Use these sneaky tactics to fool 'bills, cans and redheads
Diving ducks don't always follow the playbook. They land out of range, zip past from behind or sometimes just ignore you.
If cans, redheads, 'bills and other divers won't play fair, why should you? Use these sneaky tricks to turn the tables and lure more birds sure-kill close this fall.
This goose hunting trick works for divers, too, and why not? Diving ducks respond well to motion, probably because they're accustomed to looking across vast areas of open water for visual clues of their brethren swimming or flying.
You can use a homemade hand-held flag painted black and white or one of the many commercial goose flags available nowadays. As distant divers fly by, raise and lower the flag to imitate ducks flying and landing. The motion might catch their eye and make them bank closer for a look. This tactic works especially well during calm conditions, when your decoy spread looks lifeless and divers don't finish well. And it will never hurt your chances.
Of course, if you hunt a relatively shallow area, you can combine flagging with a jerk-string decoy, spinning-wing decoys or another motion-creating rig. Some manufacturers offer floats that let you use spinners in deeper water, but be careful not to tip them over when running a boat in or near your spread. Also, they can topple during wavy conditions.
Diving ducks usually prefer to fly over water instead of land. It makes sense, considering their bodies are designed for water, not terra firma. You can use this trait to your advantage and actually funnel divers within range sometimes.
Look for relatively narrow waterways where divers travel, such as river mouths, channels between large sloughs or even the pinch point of an hourglass-shaped body of water. Divers might not want to land at those spots, but they'll typically fly over them rather than nearby shorelines on their way to and from roosts and feeding areas — especially with the right wind.
One caveat: These are travel corridors, not destinations, so birds might not slow down much as they pass by. Be prepared for some hardcore crossing shots. If current is a factor, be quick with finishing groundswats.
Divers sometimes get into the pattern of roosting in areas of open water but then abandoning those spots to feed and loaf elsewhere during the day. Find the feeding areas or trading routes to them if possible. If you can't, however, look to intercept birds as they come back to roost.
Be very careful with this tactic. I am not suggesting that you set up at a roosting area. Yeah, it works — once. You'll usually enjoy a great shoot and blow the roost for the rest of the season.
Instead, glass birds during afternoons to see how they approach a roost. Then, set up along those routes — preferably downwind — to intercept groups as they return.
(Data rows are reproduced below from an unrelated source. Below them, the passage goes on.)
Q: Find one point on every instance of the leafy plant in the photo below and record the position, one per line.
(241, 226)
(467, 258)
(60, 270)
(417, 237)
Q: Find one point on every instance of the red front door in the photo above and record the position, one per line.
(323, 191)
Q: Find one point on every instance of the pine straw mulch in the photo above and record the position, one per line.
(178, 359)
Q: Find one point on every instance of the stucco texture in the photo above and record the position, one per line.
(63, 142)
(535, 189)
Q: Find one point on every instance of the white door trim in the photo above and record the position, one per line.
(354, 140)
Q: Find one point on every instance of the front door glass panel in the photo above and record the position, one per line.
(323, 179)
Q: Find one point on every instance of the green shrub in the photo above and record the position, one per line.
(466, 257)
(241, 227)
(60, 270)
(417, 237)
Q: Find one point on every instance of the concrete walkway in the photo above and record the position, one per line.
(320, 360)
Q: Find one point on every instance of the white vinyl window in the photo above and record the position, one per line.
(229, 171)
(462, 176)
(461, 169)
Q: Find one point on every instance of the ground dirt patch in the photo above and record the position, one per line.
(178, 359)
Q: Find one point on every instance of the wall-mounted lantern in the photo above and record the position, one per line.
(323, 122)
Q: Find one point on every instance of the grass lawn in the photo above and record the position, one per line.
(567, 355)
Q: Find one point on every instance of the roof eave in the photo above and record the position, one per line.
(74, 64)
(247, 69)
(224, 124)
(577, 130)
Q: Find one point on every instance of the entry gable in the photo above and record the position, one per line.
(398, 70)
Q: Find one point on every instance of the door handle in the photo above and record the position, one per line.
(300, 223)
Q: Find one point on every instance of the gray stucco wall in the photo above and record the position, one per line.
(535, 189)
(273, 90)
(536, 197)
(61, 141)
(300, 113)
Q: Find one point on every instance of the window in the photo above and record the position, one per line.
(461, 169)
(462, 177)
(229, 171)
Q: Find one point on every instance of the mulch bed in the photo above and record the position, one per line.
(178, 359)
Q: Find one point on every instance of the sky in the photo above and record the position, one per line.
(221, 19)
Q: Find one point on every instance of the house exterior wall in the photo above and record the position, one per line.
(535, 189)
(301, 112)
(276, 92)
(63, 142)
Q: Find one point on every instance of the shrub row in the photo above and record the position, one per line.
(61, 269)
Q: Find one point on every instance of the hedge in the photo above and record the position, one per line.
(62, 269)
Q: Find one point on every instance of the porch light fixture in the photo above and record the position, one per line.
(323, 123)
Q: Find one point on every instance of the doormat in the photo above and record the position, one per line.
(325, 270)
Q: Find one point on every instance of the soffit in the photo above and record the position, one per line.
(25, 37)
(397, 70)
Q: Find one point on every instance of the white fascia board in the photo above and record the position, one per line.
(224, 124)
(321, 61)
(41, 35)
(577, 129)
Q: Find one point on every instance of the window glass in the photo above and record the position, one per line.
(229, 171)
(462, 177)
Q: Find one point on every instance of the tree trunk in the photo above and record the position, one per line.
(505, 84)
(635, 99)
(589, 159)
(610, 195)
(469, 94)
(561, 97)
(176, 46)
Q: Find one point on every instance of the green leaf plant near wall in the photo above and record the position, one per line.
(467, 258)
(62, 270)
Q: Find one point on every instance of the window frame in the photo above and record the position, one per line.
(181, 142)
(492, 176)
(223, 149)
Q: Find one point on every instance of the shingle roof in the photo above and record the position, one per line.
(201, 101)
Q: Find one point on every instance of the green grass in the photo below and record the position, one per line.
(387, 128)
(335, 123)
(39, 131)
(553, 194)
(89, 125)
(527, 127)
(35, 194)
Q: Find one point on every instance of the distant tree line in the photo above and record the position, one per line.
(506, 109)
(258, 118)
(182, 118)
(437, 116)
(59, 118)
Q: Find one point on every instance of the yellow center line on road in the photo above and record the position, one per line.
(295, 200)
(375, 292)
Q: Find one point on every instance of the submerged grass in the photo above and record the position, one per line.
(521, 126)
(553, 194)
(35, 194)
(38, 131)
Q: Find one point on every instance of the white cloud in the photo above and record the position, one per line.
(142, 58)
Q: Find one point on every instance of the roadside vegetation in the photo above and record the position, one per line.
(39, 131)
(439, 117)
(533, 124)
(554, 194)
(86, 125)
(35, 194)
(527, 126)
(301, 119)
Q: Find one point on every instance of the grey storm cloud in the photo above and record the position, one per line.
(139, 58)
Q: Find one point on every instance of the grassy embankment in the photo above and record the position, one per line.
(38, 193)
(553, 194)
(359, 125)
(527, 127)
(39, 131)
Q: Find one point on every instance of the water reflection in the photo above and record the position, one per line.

Make sure you're far enough from the bedroom so gunshots and boat activity don't disturb birds massing at the roost. Even a mile isn't out of the question.
Most days, this tactic will net you an hour of good shooting before sunset. You'll enjoy extended action during windy conditions or when weather fronts approach. It's preferable to locate feeding and loafing areas birds use during daylight. Until you can, however, intercepting birds on their way to roost will net you some duck dinners.
Don't wait until the wind howls and the barometer plunges. Go dirty on divers this year. These tactics might not fill your boat during otherwise slow periods, but they'll add birds to your strap here and there throughout the season. Better, they let you be somewhat proactive instead of throwing out a blob of decoys and hoping.